Record Pattern Synonyms
AbandonedPublic

Authored by bgamari on Aug 17 2015, 7:30 AM.

Details

Summary

This patch implements an extension to pattern synonyms which allows user to specify pattern
synonyms using record syntax. Doing so generates appropriate selectors and update functions.

TODO

  • Fix panic when there is an partial record update.
  • The panic only occurs when the update is polymorphic.
  • Make sure selectors/updaters are only generated for the appropriate patterns
  • Increase code reuse between record update typechecking and pattern syn update checking (DONE: completely unified)
  • Fix interface file (currently an undefined in there)
  • Decide what the correct thing to do for explicitly bidirectional updates is (see below)
  • Generate proper update functions for explicitly bidirectional patterns
  • Fix lint errors
  • Add tests
  • Add proper annotation information in the parser
  • Fix core lint errors .. no idea currently about this one

TODO: After merge

These refactorings will muddy the diff so I will make these changes later.

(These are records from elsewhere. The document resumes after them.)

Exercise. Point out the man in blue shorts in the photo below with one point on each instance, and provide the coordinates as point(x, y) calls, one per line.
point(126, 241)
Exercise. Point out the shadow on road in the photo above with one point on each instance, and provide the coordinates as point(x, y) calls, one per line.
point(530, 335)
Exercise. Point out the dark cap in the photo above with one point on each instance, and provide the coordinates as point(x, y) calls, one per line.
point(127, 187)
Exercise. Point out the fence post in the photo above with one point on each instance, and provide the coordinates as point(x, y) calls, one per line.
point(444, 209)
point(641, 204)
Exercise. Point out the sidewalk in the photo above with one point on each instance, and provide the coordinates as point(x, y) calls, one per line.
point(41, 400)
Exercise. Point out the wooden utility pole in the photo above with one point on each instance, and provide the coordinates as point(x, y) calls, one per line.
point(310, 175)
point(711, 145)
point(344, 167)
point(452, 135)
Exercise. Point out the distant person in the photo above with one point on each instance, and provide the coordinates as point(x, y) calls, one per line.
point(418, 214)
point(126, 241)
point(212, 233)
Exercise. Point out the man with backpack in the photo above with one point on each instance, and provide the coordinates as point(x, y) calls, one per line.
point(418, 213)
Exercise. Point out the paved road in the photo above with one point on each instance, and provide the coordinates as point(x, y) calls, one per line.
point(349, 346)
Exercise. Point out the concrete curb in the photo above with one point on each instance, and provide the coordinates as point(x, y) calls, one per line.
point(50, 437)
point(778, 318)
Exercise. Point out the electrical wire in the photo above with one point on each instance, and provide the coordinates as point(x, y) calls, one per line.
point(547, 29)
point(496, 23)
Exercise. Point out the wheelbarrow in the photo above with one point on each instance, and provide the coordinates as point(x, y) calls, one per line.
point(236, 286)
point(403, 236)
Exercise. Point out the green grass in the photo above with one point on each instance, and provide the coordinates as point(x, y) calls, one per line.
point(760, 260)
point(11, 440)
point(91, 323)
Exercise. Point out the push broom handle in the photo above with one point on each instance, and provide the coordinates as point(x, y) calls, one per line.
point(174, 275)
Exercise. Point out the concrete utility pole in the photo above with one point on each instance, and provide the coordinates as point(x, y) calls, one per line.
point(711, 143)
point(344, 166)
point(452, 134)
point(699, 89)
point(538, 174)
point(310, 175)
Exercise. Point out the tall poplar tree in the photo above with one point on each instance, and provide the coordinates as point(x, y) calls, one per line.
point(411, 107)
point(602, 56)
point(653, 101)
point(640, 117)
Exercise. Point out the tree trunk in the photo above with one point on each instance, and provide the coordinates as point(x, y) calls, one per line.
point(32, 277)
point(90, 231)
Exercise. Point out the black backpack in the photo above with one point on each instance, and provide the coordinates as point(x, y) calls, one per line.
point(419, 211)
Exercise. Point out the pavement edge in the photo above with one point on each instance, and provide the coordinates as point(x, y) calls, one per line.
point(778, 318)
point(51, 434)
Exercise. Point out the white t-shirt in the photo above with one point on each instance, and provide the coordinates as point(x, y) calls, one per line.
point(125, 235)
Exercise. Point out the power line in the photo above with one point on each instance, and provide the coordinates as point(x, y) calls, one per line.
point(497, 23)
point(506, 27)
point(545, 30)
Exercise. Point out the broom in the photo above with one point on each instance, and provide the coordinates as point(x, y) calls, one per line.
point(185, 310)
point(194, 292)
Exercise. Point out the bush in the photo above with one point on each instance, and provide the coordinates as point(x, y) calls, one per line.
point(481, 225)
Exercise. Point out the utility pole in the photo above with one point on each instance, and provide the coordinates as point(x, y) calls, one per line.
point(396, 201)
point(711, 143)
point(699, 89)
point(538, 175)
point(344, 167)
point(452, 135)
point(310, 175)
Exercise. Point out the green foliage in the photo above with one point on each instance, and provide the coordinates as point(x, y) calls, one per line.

  • Refactor PatSynDetails to HsConDetails? The two datatypes are isomorphic.
  • Refactor IdDetails to use ConLike? (Not a good ideas as RecordSelId takes a TyCon, not a DataCon.

Updating Explicitly Bidirectional Pattern Synonyms

Consider the following

pattern Silly{a} <- [a] where
  Silly a = [a, a]

f1 = a [5] -- 5

f2 = [5] {a = 6} -- currently [6,6]

Fixing Polymorphic Updates

They were fixed by adding these two lines in dsExpr. This might break record updates but will be easy to fix.

+ ; let req_wrap = mkWpTyApps (mkTyVarTys univ_tvs)

- , pat_wrap = idHsWrapper }
+, pat_wrap = req_wrap }

Mixed selectors error

Note [Mixed Record Field Updates]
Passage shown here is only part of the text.